Dr. Roach: Identifying triggers for migraine
Dear Dr. Roach: Is it true that fructose is a trigger for migraines?
Dear L.J.S.: Migraine headaches are a form of episodic headache, often associated with nausea, as well as sensitivity to light and sound. There are many subtypes of migraine, including migraine without headache, and any given person may identify his or her own trigger for migraine. It’s possible fructose is a trigger for some people.
Stress and sleep changes are among the most common. Women sometimes get migraines around the time of menstruation. These are called catamenial migraines (thank you, Dr. Abby Spencer, who taught me that word years ago).
Among foods, caffeine and wine are very commonly identified triggers for migraine. Some people identify chocolate as a trigger, but it may not be. It’s possible to get food cravings, such as for chocolate, at the beginning of the migraine syndrome, so although it seems as though chocolate is the trigger, in fact the migraine caused the chocolate craving. Fructose, a sugar found in honey and fruit, is not a commonly identified trigger. It may be that, similar to chocolate, some people have a craving for fruit even before an aura, or the headache, begins.
Dear Dr. Roach: I take 25 mg of Benadryl every night to go to sleep. Without it, I get a terrible night’s sleep. I recently read there is a link between Benadryl and dementia. Do you know if there is a correlation?
Dear L.C.: There is a correlation between certain drugs with anticholinergic properties and dementia. “Anticholinergic” means that the drug works against the effects of the neurotransmitter acetylcholine.
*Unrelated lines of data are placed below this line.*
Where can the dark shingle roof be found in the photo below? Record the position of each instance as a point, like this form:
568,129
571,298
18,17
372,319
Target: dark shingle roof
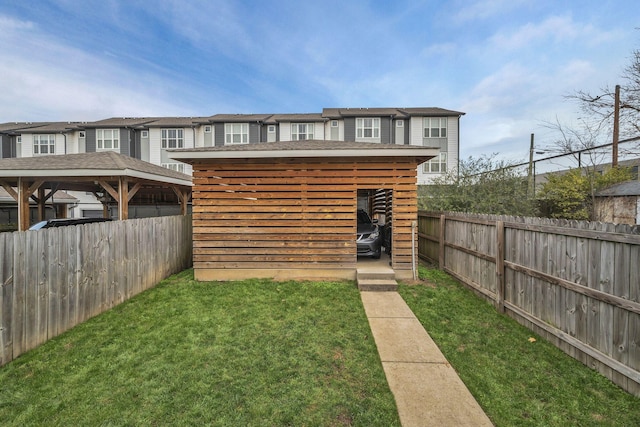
400,113
13,126
299,118
239,118
430,111
302,149
120,122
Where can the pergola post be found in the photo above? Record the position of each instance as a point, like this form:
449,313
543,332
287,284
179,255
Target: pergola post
23,204
123,198
41,203
183,199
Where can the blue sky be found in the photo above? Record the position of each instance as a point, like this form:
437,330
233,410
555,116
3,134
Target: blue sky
506,63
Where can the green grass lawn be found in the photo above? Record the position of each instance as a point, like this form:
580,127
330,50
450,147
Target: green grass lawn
517,382
250,353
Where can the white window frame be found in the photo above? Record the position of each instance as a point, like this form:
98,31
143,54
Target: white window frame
178,167
101,140
236,133
46,142
435,127
172,138
302,131
437,164
368,128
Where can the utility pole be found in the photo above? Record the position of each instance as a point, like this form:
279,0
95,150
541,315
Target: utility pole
616,128
531,177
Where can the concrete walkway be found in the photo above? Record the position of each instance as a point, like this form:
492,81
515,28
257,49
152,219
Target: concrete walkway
427,390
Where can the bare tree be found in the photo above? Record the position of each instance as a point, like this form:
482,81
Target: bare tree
601,106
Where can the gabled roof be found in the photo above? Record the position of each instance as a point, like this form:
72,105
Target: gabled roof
303,149
89,164
629,188
58,197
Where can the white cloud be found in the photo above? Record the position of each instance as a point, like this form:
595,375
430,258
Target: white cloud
484,9
58,82
558,29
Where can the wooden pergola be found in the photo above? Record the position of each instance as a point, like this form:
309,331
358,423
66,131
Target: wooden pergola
125,179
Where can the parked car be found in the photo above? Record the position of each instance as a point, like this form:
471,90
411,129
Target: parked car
49,223
386,237
369,236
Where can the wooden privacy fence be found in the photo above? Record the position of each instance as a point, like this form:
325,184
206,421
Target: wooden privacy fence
575,283
56,278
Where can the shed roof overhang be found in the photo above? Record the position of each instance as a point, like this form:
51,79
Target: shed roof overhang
108,172
305,149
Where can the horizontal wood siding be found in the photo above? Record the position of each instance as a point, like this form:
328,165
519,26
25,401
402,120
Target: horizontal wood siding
291,213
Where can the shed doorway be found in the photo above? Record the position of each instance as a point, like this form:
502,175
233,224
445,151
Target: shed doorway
374,241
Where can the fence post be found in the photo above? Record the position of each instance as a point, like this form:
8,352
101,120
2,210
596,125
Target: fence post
441,243
500,264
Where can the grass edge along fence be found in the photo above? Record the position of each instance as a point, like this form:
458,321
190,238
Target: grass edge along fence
576,283
56,278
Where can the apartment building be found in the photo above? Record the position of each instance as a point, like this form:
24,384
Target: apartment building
149,138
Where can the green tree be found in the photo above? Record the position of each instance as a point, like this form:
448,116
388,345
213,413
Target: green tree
571,195
479,185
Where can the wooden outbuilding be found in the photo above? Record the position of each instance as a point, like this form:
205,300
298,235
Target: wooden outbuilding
288,209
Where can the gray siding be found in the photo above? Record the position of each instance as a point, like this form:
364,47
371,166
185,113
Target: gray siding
90,140
407,140
5,147
219,131
254,132
135,149
125,142
350,129
385,130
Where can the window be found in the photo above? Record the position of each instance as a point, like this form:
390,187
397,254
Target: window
108,139
236,133
437,164
172,138
368,128
44,144
435,127
178,167
301,131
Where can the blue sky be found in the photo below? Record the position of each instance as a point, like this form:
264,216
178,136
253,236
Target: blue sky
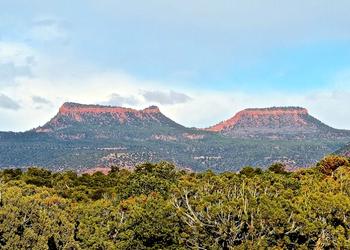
208,58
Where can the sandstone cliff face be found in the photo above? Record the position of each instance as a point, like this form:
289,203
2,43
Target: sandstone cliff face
73,114
276,122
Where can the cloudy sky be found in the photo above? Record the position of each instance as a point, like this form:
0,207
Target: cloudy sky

The most common anticholinergics are older antihistamines like diphenhydramine (Benadryl), tricyclic antidepressants like amitriptyline and bladder antispasmodic agents like oxybutynin (Ditropan).
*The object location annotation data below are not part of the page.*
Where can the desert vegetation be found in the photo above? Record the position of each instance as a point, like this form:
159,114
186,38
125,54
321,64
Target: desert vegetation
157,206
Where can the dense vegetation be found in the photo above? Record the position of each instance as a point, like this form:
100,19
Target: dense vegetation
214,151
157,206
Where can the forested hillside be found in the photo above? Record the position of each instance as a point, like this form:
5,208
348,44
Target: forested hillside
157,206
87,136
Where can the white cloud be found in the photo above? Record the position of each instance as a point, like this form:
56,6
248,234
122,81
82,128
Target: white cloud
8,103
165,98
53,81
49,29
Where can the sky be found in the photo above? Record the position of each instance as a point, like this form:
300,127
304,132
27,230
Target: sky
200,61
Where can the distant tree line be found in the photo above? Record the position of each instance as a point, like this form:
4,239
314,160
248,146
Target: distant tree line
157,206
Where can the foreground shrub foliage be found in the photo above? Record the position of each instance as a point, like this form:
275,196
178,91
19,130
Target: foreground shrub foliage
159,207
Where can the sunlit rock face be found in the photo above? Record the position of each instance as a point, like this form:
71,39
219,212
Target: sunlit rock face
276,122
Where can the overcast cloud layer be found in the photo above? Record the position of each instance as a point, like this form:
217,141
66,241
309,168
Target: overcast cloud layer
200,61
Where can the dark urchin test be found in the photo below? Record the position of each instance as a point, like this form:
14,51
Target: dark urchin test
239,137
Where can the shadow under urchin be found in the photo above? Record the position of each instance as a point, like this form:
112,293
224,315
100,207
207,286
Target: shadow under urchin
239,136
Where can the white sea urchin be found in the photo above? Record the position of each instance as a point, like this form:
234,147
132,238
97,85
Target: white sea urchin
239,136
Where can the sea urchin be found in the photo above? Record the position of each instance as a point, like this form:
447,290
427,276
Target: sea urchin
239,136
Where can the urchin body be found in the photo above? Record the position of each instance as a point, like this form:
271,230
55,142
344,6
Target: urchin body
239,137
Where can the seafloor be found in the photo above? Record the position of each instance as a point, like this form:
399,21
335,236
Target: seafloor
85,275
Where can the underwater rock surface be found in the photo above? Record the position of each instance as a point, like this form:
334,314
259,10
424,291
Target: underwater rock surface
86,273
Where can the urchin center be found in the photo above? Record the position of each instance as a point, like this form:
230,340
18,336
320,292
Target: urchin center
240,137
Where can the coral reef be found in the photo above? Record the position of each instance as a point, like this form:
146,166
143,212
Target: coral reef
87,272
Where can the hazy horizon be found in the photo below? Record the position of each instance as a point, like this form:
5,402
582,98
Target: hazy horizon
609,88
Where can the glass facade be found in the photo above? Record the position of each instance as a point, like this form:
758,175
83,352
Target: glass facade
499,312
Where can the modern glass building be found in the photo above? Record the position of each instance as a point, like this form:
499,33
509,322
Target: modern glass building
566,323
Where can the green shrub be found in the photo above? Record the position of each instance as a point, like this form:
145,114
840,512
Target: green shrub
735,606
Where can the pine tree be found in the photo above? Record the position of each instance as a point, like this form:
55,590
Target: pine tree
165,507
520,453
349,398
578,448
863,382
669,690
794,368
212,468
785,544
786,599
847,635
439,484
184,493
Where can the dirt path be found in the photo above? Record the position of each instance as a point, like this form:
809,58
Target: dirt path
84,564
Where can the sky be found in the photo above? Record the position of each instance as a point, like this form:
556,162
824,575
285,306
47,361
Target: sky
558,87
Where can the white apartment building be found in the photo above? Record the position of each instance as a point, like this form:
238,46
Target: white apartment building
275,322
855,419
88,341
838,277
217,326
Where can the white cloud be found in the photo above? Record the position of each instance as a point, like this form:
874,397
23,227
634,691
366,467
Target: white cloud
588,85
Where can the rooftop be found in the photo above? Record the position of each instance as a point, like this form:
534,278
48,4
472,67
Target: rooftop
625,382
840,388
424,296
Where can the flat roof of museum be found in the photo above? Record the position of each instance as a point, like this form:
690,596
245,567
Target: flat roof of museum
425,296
However, the word “correlation” is important, because it is not clear that taking these drugs increases the risk of developing dementia. It may be that people with very early dementia are more likely to be prescribed anticholinergic medications.
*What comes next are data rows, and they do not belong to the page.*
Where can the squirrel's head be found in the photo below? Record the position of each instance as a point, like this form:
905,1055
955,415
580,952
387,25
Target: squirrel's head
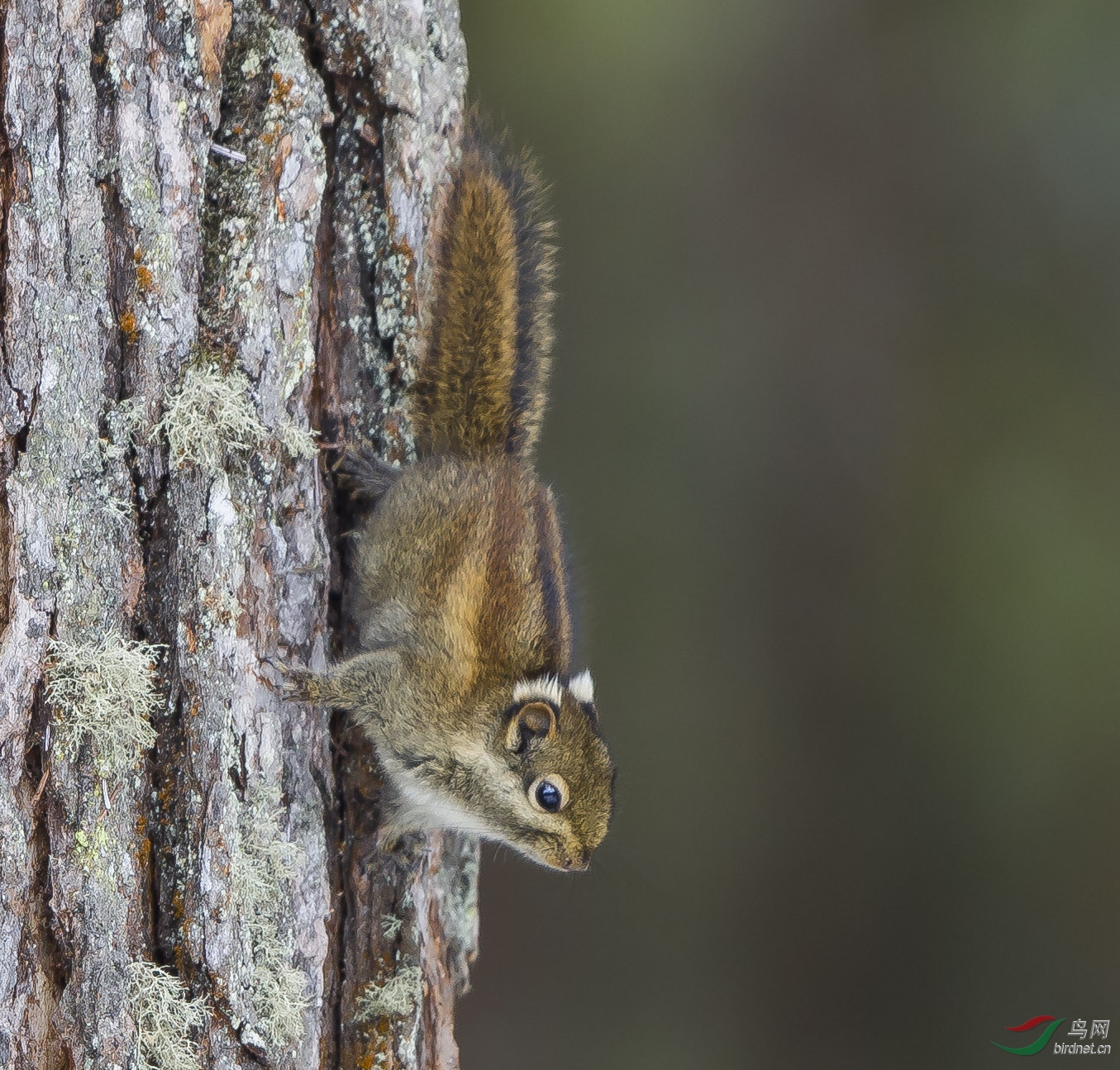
538,778
561,785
I recommend against sleep medications containing Benadryl, primarily because there is a clear increase in risk of car accidents and of falls among people, especially older people, who take these medications. Diphenhydramine in particular can adversely affect the quality of sleep, decreasing the restorative deep sleep and dream sleep in most people.
Newer antihistamines, such as loratadine (Claritin) or cetirizine (Zyrtec), do not have anticholinergic properties, and are a better choice for a person who needs an antihistamine. Similarly, the SSRI class of antidepressants (sertraline (Zoloft) and many others) have far fewer side effects that the older tricyclic class and are used less often. Pelvic floor exercises, bladder retraining and (if appropriate) vaginal estrogen are appropriate treatment for overactive bladder before trying medication.
The observed risk of developing dementia is higher in people taking larger amounts of anticholinergic medication. Although I am not 100% convinced that these medications really do increase risk of dementia, I think there are other reasons to use these drugs at lower doses for shorter periods of time, and to find alternatives if available.
In your case, if behavioral changes to help sleep are not helpful, there are prescription medications available that may be safer than Benadryl in terms of fall risk, and which are not associated with dementia.